I grinned a little.  "Humans do turn out to be surprisingly bad at not having sex."

I paged through the book.  "But speaking of rape.  Yeah.  I also had you read the section on women and violence because that does tie into this. Also because the section on violence against women is important, it wasn't just for its connection to birth control and abortion.  But."

I had their attention again.  In fact, I think this is the most attentive they have been all semester.  I should lecture on birth control and rape all the time maybe.

"But this is really what this is, the effort to take control of our bodies away from us," I told them.  "It is, in fact, a kind of violence.  Forced pregnancy.  Denial of the control over our fertility.  Refusal to allow us to say when or if we will conceive, or when or if we will have sex.  These are violent acts, even if they don't come with a slap or a punch or a gunshot."

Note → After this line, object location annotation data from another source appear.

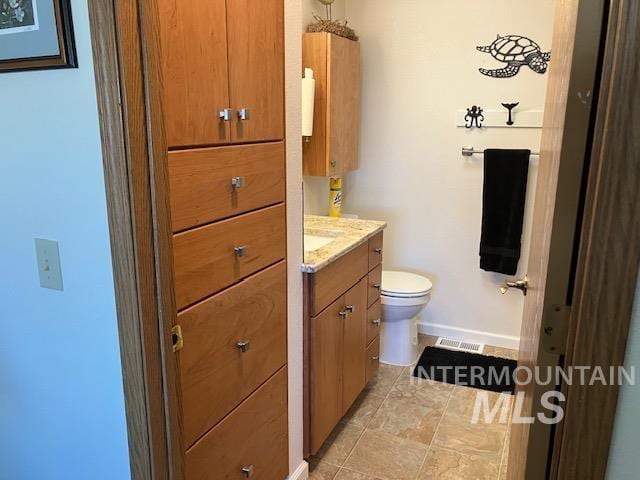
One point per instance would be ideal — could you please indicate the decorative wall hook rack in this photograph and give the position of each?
(474, 117)
(470, 151)
(510, 107)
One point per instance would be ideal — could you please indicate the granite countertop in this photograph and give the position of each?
(347, 234)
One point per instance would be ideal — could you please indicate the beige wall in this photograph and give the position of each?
(419, 66)
(293, 66)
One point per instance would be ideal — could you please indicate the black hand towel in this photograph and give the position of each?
(503, 199)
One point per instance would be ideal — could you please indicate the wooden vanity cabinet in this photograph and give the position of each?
(223, 71)
(333, 148)
(342, 341)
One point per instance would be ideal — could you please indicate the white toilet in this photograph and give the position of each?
(404, 296)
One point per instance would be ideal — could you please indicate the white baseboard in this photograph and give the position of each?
(438, 330)
(301, 473)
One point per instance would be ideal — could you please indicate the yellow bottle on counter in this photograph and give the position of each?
(335, 196)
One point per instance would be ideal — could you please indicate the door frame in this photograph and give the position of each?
(126, 55)
(126, 47)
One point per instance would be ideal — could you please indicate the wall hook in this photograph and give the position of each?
(510, 107)
(474, 117)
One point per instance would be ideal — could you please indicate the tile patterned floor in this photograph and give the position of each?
(402, 428)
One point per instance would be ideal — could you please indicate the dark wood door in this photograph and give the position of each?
(194, 63)
(256, 69)
(565, 136)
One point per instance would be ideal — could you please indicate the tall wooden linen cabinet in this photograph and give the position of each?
(223, 69)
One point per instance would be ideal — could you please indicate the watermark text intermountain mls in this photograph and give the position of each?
(492, 407)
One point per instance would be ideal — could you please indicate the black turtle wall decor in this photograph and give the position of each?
(516, 51)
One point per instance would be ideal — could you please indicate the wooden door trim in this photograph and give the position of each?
(126, 50)
(609, 252)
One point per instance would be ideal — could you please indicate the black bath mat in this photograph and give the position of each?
(467, 369)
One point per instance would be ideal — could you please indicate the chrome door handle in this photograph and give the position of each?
(237, 182)
(247, 471)
(522, 285)
(226, 114)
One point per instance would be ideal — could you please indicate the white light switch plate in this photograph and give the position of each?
(49, 264)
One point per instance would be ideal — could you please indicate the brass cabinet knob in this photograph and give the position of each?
(237, 182)
(240, 251)
(247, 471)
(226, 114)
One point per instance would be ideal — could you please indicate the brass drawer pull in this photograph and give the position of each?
(237, 182)
(247, 471)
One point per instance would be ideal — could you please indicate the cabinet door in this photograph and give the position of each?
(256, 69)
(343, 104)
(194, 49)
(326, 373)
(354, 341)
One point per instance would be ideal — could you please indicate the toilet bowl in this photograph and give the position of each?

"War on Women," someone said, only half aloud.

"Well, there's a reason we call it that," I agreed. "I know the stories they tell you can look benign, even sweet -- family values, mama at home in the kitchen baking cookies, getting back to basics. And there is nothing at all wrong with the choice of a woman having kids, or staying home with a child. What you don't want to lose sight of is the real aim of those who want to strip women of that choice -- to force their choice on women."

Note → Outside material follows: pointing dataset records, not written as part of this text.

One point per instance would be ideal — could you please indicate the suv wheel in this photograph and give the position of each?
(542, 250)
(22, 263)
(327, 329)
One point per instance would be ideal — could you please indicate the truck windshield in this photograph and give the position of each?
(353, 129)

Since we've been talking all semester long about what that means (forcing people to act without their consent) they got what I meant just fine.

I haven't gotten any feedback on this class yet, from the Chair or anyone else, but it went well, I think.

Lots better than I thought it would, the night before, when I was chewing down Xanax.

Update: See also this, from Amanda over at Pandagon, on why anti-choice measures are class warfare.  Kind of goes with my point about why the Pope would make contraception/abortion illegal in the 15th century.




*Speaking against witches, by which the Church meant women who practiced medicine and midwifery, in its proclamation Summis desiderantes affectibus in 1484: [these persons] have slain infants yet in the mother's womb, ...these wretches furthermore ...hinder men from performing the sexual act and women from conceiving, whence husbands cannot know their wives nor wives receive their husbands.... This decree gave the Inquisition the right to hunt down and punish anyone responsible for aiding in contraception or abortion.

**Arkansas requires parental consent.  Also, good luck finding a clinic here. (This, BTW, found while I was researching clinics in AR, is why I love Scarleteen so much.)